When there are many sessions for the same user, the native client sometimes fails to connect on Windows. The error we get is: > The SSH connection succeeded, but the ThinLinc server connection failed. Perhaps this server doesn’t run a ThinLinc server But in tlclient.log we can see that the SSH connection to the master succeeded, the error message is misguiding.
The more active sessions for the user I have, the easier it is to reproduce the issue. Note however that it seems quite racy and doesn't consistently happen. Even with ~50 active sessions, I don't see it every time. With more debug logging added to tlclient I see the issue more frequently. For example, I added printing of the data we read in XmlRpcSocket::nbRead().
The problem seems to be that MinGW's implementation for write() handles full pipes differently from how SSH expects it to. On Windows, we get ENOSPC instead of EAGAIN when we send too much data on a pipe.

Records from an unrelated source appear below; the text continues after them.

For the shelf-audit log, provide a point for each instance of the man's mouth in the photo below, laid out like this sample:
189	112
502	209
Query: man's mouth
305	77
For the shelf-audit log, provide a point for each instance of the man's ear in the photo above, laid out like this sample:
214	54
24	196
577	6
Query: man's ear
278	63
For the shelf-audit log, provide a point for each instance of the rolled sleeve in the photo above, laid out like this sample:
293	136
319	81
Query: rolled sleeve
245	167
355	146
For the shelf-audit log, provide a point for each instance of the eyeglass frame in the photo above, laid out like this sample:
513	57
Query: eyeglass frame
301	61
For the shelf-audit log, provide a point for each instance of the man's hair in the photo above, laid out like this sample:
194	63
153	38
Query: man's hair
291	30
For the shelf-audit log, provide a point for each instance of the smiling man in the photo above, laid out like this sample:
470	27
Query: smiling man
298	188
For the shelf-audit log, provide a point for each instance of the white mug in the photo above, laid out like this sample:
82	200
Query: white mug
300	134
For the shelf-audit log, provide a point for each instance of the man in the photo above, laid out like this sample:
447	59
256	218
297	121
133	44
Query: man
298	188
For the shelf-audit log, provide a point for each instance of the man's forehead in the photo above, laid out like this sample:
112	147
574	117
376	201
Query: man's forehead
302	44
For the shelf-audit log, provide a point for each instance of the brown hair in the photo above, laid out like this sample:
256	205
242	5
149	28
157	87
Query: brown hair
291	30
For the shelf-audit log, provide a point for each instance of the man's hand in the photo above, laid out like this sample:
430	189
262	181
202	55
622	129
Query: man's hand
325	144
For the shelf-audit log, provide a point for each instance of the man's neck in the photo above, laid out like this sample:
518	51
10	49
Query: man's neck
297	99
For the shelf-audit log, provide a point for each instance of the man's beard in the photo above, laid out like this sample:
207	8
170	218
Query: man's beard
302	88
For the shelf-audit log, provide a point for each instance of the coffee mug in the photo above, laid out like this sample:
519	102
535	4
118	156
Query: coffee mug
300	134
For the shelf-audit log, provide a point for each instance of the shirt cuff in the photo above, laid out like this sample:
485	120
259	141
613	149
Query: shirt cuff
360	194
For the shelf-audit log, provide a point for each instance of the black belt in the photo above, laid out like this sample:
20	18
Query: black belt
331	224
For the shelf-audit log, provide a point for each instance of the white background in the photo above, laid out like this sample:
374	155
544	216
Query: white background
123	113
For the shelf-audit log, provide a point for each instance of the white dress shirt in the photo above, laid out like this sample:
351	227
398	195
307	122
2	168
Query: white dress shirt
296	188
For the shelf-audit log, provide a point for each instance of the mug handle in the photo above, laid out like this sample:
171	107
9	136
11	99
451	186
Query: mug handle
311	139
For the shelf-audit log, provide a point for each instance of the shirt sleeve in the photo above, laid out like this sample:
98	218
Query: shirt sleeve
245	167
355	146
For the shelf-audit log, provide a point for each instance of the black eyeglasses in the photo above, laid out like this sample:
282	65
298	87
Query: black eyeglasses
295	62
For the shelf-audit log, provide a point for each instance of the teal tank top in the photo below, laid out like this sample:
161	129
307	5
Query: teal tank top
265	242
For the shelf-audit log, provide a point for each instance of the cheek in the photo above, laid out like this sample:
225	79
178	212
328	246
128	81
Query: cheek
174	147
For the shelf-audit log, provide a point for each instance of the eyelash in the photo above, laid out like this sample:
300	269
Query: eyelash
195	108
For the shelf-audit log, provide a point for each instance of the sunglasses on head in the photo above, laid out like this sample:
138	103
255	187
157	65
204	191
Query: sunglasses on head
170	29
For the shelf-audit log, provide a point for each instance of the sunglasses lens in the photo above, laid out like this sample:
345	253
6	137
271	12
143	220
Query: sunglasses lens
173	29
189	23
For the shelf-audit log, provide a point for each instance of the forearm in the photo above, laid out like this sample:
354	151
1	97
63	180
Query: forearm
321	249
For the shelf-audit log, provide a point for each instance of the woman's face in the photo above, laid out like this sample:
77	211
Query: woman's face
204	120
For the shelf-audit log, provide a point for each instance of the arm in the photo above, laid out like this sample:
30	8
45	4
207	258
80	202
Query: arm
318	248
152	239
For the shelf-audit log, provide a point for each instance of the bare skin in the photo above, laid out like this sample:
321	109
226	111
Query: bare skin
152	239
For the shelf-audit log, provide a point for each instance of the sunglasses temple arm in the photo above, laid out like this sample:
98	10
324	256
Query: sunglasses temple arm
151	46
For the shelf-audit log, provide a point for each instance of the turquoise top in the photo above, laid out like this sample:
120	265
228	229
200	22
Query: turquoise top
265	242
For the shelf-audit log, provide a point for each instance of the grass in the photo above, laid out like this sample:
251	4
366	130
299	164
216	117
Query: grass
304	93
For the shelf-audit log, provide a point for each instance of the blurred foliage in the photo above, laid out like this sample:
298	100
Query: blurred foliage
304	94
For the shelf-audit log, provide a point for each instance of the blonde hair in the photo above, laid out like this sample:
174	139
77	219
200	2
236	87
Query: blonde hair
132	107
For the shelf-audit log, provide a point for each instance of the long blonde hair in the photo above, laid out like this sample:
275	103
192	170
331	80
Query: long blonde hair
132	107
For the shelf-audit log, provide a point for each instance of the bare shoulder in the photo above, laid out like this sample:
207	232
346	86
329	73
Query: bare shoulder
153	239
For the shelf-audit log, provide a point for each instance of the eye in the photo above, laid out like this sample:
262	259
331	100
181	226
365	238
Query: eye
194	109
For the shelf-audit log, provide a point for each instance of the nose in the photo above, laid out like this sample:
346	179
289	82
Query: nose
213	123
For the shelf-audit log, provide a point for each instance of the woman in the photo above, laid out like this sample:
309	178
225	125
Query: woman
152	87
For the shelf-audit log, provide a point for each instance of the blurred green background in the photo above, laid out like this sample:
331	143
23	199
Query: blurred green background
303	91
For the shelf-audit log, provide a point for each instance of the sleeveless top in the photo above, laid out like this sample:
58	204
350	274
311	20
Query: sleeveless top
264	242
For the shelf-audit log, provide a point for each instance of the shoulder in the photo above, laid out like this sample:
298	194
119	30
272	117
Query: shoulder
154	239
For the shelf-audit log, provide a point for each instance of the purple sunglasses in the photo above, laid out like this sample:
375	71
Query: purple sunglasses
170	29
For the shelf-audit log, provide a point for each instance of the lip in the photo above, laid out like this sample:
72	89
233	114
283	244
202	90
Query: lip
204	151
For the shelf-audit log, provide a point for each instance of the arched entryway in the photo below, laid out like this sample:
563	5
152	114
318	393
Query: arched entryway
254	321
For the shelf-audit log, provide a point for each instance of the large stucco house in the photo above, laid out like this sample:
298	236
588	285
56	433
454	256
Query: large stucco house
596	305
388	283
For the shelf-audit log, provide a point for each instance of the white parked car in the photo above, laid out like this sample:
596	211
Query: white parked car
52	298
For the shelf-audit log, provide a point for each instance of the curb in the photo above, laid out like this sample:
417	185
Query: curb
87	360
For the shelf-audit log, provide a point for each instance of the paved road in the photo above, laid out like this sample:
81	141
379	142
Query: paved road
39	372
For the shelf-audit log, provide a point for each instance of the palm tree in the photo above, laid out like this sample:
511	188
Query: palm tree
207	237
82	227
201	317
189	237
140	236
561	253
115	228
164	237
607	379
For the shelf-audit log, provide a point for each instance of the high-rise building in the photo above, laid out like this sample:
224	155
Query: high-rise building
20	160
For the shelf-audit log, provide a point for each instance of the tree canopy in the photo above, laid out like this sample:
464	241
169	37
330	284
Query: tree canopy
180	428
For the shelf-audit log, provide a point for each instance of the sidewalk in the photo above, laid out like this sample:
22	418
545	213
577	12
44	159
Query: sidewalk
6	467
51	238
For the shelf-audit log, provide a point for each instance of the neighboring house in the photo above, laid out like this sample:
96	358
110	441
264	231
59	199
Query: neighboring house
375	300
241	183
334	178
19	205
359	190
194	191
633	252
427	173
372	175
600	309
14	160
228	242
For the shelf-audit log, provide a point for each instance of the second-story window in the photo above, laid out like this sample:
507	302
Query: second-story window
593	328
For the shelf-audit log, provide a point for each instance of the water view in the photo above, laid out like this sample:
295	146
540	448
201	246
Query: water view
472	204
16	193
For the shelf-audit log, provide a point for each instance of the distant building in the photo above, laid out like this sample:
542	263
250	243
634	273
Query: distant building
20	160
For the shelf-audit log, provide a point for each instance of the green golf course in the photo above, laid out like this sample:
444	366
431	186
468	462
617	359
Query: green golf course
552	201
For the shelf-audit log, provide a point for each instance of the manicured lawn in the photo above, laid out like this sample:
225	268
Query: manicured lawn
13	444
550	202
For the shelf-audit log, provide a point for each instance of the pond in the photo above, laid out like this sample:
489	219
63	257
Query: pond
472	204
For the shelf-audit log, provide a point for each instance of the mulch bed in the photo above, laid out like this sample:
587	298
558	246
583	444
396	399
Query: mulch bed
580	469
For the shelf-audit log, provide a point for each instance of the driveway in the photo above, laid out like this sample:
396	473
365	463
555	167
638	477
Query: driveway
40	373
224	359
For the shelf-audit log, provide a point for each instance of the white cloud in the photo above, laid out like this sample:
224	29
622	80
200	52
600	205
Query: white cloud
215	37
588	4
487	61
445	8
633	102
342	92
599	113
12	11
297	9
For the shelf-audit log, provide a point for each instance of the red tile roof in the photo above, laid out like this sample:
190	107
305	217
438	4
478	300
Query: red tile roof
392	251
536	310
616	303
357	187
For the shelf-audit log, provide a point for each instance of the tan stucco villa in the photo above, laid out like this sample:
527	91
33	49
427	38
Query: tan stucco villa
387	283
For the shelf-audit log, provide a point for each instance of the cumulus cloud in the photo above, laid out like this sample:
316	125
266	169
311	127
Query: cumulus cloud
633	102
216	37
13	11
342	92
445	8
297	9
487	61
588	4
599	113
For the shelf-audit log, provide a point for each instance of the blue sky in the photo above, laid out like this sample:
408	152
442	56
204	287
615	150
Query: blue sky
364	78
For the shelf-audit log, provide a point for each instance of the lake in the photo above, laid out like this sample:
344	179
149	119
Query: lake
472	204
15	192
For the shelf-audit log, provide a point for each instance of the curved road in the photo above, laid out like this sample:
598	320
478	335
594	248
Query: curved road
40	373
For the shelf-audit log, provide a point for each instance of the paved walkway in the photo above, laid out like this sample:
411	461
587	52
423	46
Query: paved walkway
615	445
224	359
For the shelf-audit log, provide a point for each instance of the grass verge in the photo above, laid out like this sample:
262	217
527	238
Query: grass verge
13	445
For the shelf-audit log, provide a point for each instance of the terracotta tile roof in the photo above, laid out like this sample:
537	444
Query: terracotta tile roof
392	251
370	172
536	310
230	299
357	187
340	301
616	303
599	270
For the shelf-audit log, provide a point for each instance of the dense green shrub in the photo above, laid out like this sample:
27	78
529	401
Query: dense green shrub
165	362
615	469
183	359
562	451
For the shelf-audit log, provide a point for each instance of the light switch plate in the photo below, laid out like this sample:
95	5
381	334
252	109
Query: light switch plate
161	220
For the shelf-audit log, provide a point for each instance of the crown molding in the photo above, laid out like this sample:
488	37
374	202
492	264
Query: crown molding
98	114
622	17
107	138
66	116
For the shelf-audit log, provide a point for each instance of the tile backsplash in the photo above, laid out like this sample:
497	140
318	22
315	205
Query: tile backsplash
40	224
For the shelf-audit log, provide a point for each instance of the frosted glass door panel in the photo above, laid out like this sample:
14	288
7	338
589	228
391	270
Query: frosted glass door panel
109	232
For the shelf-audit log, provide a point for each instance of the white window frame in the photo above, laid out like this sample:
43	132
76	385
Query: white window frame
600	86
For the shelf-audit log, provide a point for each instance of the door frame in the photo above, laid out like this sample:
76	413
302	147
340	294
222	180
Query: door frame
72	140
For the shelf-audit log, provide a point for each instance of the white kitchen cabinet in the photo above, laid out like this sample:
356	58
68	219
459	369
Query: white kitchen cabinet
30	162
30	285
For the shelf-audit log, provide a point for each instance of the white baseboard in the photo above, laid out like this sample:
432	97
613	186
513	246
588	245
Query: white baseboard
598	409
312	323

See this thread: https://lore.kernel.org/git/Yv3QcK4PPP9yJkKR@coredump.intra.peff.net/
Attachment 1172 [details] is the same as attachment 721 [details] on bug 5936. Attachment 1171 [details] fixes bug 7670.
> MUST: > > * Client should succeed connecting to new sessions, even when there are many concurrent sessions, for that user. I tested with more than 100 concurrent sessions for the same user on Windows 10, did not get any errors.
I tested the issue with a slightly different approach. Using a modified client, I filled client_params with lots and lots of junk. This meant the response to get_user_sessions would be very large, just like with many sessions. I was able to reproduce the issue most of the time on two different Windows 10 machines using 4.15.0. The issue was not reproducible using an updated client. Commits and release notes look mostly good. There is unfortunately a bug where the return value from write() isn't checked, so it might be reacting on a stale errno value.
(In reply to Pierre Ossman from comment #14) > Commits and release notes look mostly good. There is unfortunately a bug > where the return value from write() isn't checked, so it might be reacting > on a stale errno value. Fixed now.
I was unfortunately unable to reproduce the issue on 4.15.0 with 100 sessions. However, I could still reproduce it with a modified client_params. With that test, I can confirm that the new client still works where 4.15.0 would not.